Credit profile, score, assessment: If you are thinking about a home construction loan, these are important terms that you should inform yourself about.
What is a credit score?
All credit active persons have a profile. This is a summary of your history with each lender you have ever dealt with and serves as a record of how well you have managed your accounts e.g. B. Loan repayments, past due debt, how often you have asked for credit and what type of loan or credit you have applied for and the frequency of your applications.
How it works?
Credit report providers summarize your profile in what is called a credit score. The score ranges from 0 to 1200, with the higher the number, the more likely it is that you can repay a loan. Lenders look at your credit profile and score to learn more about your credit history and behavior, and to assess your ability to take out new credit. This information reassures lenders that you are good at paying back money to those you borrowed from – i.e. you are a “low risk” customer.
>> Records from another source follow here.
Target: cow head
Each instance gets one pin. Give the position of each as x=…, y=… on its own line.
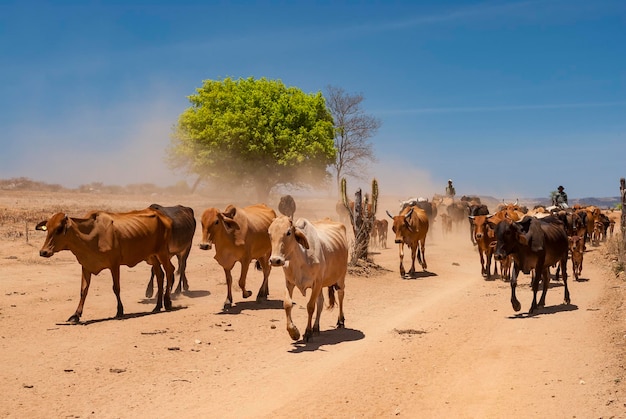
x=285, y=236
x=481, y=224
x=401, y=224
x=215, y=222
x=56, y=228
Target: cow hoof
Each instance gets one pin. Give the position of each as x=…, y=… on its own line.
x=294, y=333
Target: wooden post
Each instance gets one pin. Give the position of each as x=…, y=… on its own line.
x=622, y=189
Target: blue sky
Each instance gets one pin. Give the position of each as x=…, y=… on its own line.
x=509, y=99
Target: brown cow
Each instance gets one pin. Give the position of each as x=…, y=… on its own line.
x=239, y=235
x=411, y=227
x=313, y=255
x=183, y=229
x=287, y=206
x=535, y=245
x=382, y=226
x=577, y=250
x=485, y=238
x=446, y=224
x=105, y=240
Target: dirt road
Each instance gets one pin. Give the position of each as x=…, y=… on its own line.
x=446, y=344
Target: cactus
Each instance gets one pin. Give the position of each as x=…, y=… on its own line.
x=362, y=216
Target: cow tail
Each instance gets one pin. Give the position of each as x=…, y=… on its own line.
x=331, y=296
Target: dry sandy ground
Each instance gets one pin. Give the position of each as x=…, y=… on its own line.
x=444, y=345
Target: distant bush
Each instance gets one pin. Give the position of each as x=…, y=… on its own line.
x=26, y=184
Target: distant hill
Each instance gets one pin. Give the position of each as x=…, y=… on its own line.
x=602, y=203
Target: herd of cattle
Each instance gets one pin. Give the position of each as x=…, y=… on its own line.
x=314, y=255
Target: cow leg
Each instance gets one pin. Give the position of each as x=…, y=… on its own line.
x=536, y=277
x=482, y=262
x=288, y=305
x=150, y=287
x=318, y=314
x=414, y=251
x=488, y=265
x=169, y=276
x=566, y=299
x=158, y=273
x=401, y=251
x=546, y=284
x=182, y=268
x=181, y=275
x=514, y=301
x=229, y=285
x=84, y=289
x=341, y=320
x=245, y=264
x=115, y=273
x=310, y=308
x=264, y=290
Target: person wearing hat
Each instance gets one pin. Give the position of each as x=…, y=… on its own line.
x=560, y=198
x=450, y=192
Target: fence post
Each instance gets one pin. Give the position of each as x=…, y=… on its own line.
x=622, y=189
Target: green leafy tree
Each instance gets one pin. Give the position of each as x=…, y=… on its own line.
x=254, y=133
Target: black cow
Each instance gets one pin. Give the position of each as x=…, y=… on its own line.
x=183, y=229
x=535, y=244
x=287, y=206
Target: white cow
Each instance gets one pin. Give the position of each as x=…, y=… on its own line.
x=313, y=255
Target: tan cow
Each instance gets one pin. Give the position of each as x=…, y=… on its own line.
x=105, y=240
x=411, y=227
x=485, y=238
x=313, y=255
x=239, y=235
x=446, y=224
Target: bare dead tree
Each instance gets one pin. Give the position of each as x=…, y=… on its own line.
x=353, y=130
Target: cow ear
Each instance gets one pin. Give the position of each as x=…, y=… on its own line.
x=230, y=224
x=301, y=238
x=230, y=211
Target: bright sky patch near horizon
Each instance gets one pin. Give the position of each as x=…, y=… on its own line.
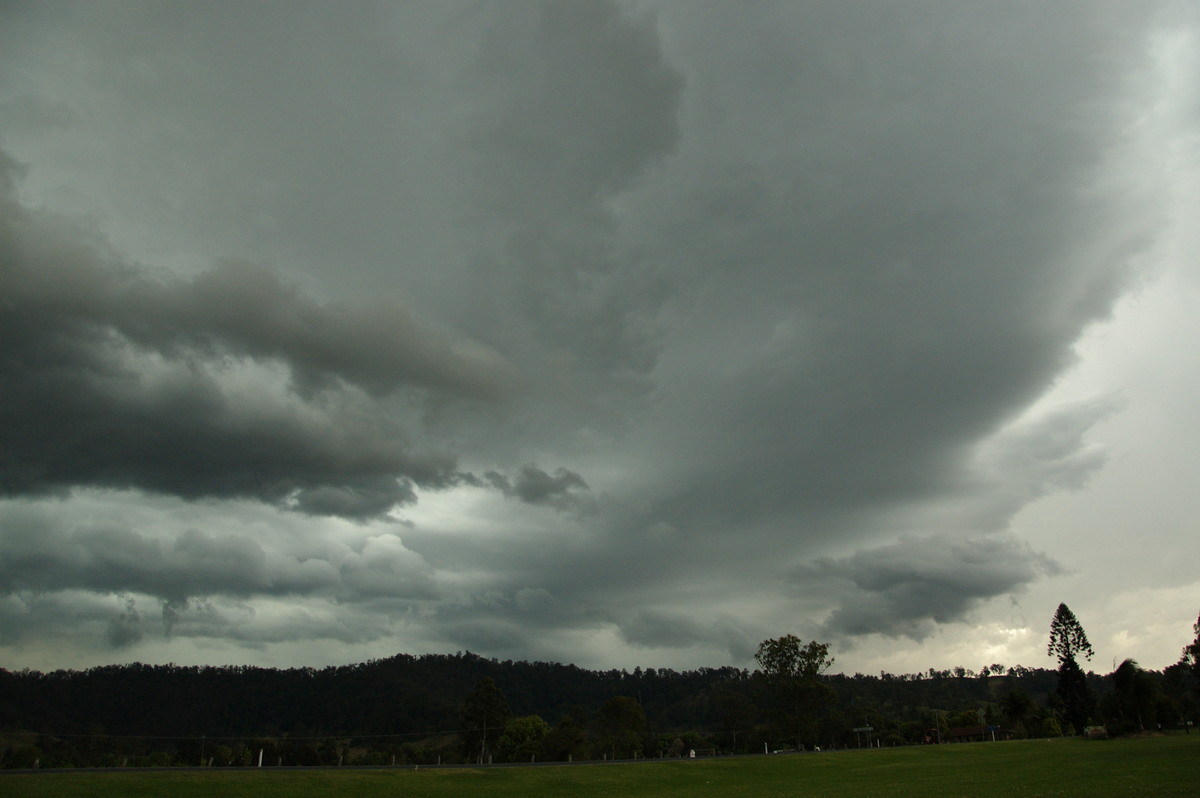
x=621, y=334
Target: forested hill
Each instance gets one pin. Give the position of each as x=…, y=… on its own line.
x=415, y=695
x=462, y=707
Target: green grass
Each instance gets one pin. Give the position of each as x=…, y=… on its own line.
x=1153, y=766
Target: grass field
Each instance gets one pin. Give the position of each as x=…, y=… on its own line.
x=1152, y=766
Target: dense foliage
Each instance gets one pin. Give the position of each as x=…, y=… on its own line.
x=463, y=708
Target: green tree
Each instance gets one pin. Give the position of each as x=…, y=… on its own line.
x=622, y=721
x=522, y=739
x=1192, y=658
x=484, y=714
x=1018, y=706
x=1135, y=694
x=791, y=671
x=1067, y=641
x=1067, y=636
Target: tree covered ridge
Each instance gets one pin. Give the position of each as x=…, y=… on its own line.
x=465, y=707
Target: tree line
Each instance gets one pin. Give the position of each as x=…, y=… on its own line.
x=462, y=707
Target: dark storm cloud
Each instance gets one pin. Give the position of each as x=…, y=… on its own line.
x=579, y=102
x=895, y=264
x=905, y=588
x=535, y=486
x=42, y=551
x=119, y=378
x=775, y=279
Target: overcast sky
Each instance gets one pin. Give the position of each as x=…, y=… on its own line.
x=621, y=334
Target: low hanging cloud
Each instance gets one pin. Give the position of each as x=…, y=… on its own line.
x=232, y=384
x=561, y=490
x=907, y=588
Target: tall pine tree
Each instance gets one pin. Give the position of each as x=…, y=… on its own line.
x=1067, y=641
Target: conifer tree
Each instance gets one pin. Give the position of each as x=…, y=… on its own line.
x=1068, y=640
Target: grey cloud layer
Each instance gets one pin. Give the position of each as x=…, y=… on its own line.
x=756, y=287
x=906, y=588
x=119, y=378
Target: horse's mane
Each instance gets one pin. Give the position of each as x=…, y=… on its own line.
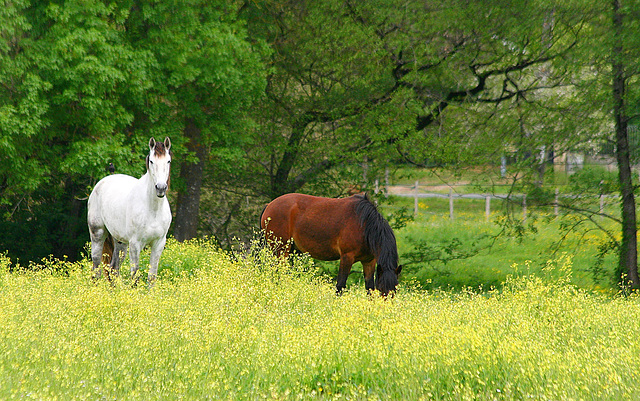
x=380, y=240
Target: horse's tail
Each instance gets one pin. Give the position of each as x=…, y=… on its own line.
x=382, y=243
x=107, y=249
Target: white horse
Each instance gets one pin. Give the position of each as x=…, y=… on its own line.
x=124, y=210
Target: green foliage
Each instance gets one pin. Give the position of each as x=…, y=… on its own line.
x=246, y=329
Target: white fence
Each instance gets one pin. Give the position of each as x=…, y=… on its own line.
x=414, y=192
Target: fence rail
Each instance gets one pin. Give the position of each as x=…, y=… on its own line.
x=413, y=191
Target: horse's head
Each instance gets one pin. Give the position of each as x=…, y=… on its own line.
x=159, y=165
x=387, y=280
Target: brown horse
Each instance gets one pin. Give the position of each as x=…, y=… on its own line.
x=349, y=229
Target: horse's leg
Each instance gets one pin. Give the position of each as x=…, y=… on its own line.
x=156, y=250
x=119, y=252
x=346, y=261
x=98, y=235
x=135, y=248
x=368, y=269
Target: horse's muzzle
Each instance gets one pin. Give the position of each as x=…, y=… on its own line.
x=161, y=190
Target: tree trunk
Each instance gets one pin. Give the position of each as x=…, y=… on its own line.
x=628, y=256
x=188, y=205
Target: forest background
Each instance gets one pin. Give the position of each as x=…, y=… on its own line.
x=261, y=98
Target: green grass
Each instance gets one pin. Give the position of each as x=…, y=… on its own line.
x=250, y=327
x=497, y=251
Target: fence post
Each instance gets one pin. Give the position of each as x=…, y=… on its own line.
x=451, y=203
x=386, y=181
x=415, y=199
x=487, y=207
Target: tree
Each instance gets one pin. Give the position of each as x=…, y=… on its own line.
x=625, y=71
x=206, y=78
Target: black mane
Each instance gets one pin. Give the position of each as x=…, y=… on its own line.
x=380, y=240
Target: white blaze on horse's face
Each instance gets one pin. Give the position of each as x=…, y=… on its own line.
x=159, y=165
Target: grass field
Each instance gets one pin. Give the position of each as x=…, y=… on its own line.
x=250, y=327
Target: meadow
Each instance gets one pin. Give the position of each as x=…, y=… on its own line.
x=245, y=325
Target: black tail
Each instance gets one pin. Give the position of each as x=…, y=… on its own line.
x=382, y=243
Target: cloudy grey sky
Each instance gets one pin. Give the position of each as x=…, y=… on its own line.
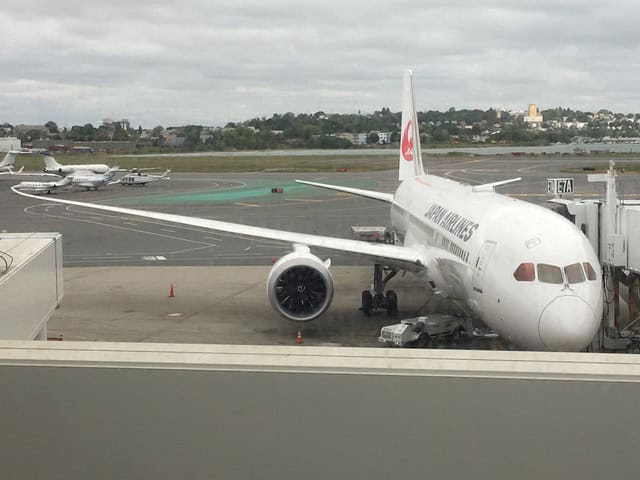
x=210, y=62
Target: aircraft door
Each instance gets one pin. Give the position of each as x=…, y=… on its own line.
x=481, y=264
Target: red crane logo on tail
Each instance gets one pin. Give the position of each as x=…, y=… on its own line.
x=406, y=146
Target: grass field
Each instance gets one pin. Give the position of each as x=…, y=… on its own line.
x=225, y=164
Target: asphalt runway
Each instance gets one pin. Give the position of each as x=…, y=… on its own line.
x=93, y=238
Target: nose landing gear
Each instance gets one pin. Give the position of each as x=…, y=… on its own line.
x=378, y=300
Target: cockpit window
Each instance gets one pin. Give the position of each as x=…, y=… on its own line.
x=574, y=273
x=549, y=273
x=591, y=273
x=525, y=273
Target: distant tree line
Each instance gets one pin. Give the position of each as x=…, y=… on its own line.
x=322, y=130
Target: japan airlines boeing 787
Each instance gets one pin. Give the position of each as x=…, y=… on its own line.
x=525, y=271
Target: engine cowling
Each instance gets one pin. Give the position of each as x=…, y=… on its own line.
x=300, y=286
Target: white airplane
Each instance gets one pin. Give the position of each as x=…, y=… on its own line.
x=44, y=187
x=55, y=168
x=9, y=160
x=92, y=181
x=80, y=179
x=523, y=270
x=139, y=178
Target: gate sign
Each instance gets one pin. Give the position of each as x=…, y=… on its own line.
x=559, y=185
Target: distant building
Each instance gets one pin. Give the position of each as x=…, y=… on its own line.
x=124, y=124
x=9, y=143
x=533, y=115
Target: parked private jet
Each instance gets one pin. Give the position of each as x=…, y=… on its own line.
x=81, y=179
x=139, y=178
x=44, y=187
x=9, y=160
x=523, y=270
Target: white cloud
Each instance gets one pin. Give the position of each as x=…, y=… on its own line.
x=212, y=62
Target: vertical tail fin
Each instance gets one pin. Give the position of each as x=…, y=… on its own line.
x=51, y=163
x=9, y=159
x=410, y=153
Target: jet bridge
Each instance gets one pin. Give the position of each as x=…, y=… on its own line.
x=31, y=286
x=613, y=228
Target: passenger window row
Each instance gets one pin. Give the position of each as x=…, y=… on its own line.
x=574, y=273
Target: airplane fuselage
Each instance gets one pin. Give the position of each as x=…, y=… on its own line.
x=525, y=271
x=70, y=169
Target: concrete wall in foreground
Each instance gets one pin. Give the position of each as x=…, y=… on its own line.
x=32, y=287
x=80, y=410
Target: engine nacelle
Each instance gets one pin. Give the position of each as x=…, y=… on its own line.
x=300, y=286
A good score not only increases the likelihood that your loan application will be approved, but also means you qualify for a better interest rate. The other side of the coin, of course, is that if you get a bad score, you’re less likely to qualify for new loans. This protects the lender and those with low scores from borrowing more and becoming overextended and incurring more debt. In short, you must have good credit for your home loan application to be approved.
It is therefore a good idea to first research your creditworthiness before applying for a loan and take the time to improve it before approaching a lender.
How to check your score?
A great place to start your research is ASIC’s MoneySmart website. You can get a free credit check from a number of online providers listed on the MoneySmart site.
How can you improve your score?
Improving your credit starts with looking at your current financial situation and ways to improve it. Putting yourself in a good credit position before applying for a loan can help increase the likelihood of approval.
You can improve your score by:
Lower your credit card limits
Consolidation of multiple personal loans and/or credit cards
Limit Your Credit Requests
Pay rent and bills on time
pay your mortgage and other loans on time
Pay off your credit card in full every month
To avoid surprises, be prepared and know your credit score.